Ils sont quatre et ne comprennent pas où ils doivent s’asseoir : le banc des prévenus est trop petit. « Serrez-vous… » encourage un président au crane bronzé et au ton affable. Lui est seul, sans assesseurs.
Kader, Hamid, Kamel et Jaber ont la cinquantaine. Un soir ils entrent déjà enivrés dans un bar-tabac du 18e arrondissement. Fahima, 22 ans, refuse de leur servir une bière. Les insultes fusent, un client est pris à partie, elle s’interpose. Une chaise est lancée sur la serveuse qui se protège : son avant-bras est cassé. Mais ni elle ni la vidéo-surveillance ne permettent d’établir qui a porté le coup.
« Kader : Quelqu’un a lancé la chaise derrière nous. Qui a blessé la serveuse ? Je ne sais pas mais elle le sait. Elle nous a frappés avec la chaise.
Le président : Finalement vous êtes victime !
Hamid : Mes amis étaient îvres, je ne voulais pas boire. Oui, oui, j’ai dit que je voulais l’égorger mais sous l’emprise de l’alcool. Moi j’ai reçu une chaise. J’ai une fille de 16 ans. Je demande pardon à la justice et à la victime.
Kamel : Je me souviens uniquement être entré dans le bar. J’ai rien vu, j’ai pas d’il, je peux pas lire.
Jaber : Des chaises sont passées au-dessus de moi. J’ai rien frappé. J’avais bu une bouteille de vin rouge. J’étais pas bourré : je peux en boire 4 ou 5 !
Le président : Pourquoi pas 40… Avez-vous vu lancer des chaises par ces trois-là ?
Jaber (il ne semble pas comprendre, il hésite) : Oui…
Le président : Y a t-il des questions pour faire avancer la vérité… » Aucune question.

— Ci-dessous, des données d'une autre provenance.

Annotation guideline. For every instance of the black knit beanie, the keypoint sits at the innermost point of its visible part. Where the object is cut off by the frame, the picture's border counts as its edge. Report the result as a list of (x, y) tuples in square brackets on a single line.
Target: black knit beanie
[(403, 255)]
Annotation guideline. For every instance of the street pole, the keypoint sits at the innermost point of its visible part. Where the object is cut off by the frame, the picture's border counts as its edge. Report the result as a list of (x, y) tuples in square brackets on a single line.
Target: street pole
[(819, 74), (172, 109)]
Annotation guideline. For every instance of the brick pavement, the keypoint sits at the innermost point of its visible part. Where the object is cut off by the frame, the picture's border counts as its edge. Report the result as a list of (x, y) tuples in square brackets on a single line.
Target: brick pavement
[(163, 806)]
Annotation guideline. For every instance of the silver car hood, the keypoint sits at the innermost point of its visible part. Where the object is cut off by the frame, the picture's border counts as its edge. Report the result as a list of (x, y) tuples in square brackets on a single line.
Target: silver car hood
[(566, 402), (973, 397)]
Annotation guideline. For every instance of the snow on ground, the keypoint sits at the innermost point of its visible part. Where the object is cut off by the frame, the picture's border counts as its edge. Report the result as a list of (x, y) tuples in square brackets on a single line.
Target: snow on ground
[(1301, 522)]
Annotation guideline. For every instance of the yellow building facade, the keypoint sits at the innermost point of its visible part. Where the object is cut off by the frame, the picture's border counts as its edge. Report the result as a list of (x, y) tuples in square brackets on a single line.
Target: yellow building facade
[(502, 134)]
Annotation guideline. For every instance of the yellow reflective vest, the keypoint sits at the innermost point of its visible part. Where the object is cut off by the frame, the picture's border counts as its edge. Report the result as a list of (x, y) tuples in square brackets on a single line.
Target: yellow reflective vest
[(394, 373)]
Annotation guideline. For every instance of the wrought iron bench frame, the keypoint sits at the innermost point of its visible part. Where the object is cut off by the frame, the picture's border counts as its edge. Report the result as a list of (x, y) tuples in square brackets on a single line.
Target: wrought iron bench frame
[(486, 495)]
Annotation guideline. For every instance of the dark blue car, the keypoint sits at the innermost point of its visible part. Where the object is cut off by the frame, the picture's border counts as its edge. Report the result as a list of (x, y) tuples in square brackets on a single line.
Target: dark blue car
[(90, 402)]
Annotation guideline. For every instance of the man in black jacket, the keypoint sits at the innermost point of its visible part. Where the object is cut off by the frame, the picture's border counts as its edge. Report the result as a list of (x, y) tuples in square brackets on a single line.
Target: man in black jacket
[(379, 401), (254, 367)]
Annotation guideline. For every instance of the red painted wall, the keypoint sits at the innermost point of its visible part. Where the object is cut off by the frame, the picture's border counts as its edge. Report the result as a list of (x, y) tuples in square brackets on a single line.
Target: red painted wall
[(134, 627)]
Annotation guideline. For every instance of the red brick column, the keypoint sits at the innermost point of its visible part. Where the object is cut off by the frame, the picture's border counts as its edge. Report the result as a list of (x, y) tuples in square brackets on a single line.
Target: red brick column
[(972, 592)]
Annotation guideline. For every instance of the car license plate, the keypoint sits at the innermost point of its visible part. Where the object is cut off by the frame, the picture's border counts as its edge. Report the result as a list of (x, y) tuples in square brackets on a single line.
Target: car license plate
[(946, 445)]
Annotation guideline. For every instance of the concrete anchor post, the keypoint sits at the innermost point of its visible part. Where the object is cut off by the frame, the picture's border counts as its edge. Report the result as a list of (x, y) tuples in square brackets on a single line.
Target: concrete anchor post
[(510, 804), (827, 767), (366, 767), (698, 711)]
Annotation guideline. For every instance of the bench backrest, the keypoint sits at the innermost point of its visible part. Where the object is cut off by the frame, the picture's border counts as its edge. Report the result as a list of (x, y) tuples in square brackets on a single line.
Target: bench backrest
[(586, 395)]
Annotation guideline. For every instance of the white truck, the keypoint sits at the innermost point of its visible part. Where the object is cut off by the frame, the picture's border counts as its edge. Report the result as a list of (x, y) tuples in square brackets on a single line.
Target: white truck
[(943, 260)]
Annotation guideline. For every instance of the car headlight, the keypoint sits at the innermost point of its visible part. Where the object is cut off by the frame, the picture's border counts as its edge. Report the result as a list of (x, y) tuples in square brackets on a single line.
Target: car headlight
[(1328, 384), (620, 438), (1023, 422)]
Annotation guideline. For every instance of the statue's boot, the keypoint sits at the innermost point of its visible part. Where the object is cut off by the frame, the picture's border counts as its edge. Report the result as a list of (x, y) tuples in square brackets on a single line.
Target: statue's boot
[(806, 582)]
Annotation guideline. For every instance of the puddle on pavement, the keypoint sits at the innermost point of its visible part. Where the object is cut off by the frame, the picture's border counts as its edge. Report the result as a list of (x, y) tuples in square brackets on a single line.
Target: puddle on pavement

L’avocate de la victime raconte la Goutte-d’or : « Un quartier arabe, un quartier africain. Une clientèle qui méprise les femmes. Cet incident est une caricature du racisme dans ce quartier. Le client Namedou est servi. Kader ne supporte pas que le Noir soit servi. Namedou est agressé. Il existe un climat d’intimidation collective. On arrive mal à distinguer qui a envoyé la chaise mais il s’agit d’une violence collective commise en réunion, accompagnée de propos machistes et menaçants. Il y a une incidence psychologique et professionnelle liée à l’agression. Ma cliente ne pourra plus être seule dans son bar. »
Tous coupables ?
La vérité n’a pas avancé. Le procureur veut contourner la difficulté. « L’un des quatre s’est emparé d’une chaise avec la volonté d’atteindre autrui. Peu importe qui on a souhaité atteindre. L’infraction peut être appréhendée dans son ensemble. La culpabilité s’applique à tous. Cependant la peine doit être individualisée : pour les deux qui ont un casier judiciaire, je demande 4 mois fermes. Pour les deux autres, 6 mois de sursis. »
Malgré son allure débonnaire, l’avocate de la défense avait prévu la manoeuvre. « Jaber était au bar, il n’a pas lancé la chaise. Selon la jurisprudence, la violence est considérée comme collective quand elle est préméditée. Ce n’est pas le cas. La chaise est un acte isolé, précis. Vous l’avez vu, ces personnes n’ont pas la défense la plus idéale. Ils ont du mal à s’exprimer en français. Certains n’ont jamais eu affaire à la justice… »
Quelques semaines plus tard, ils sont assis l’un derrière l’autre pour attendre le rendu du délibéré : 4 mois fermes pour ceux qui ont un casier, 4 mois avec sursis pour les deux autres. Ils protestent jusqu’à ce que le président leur demande de se taire.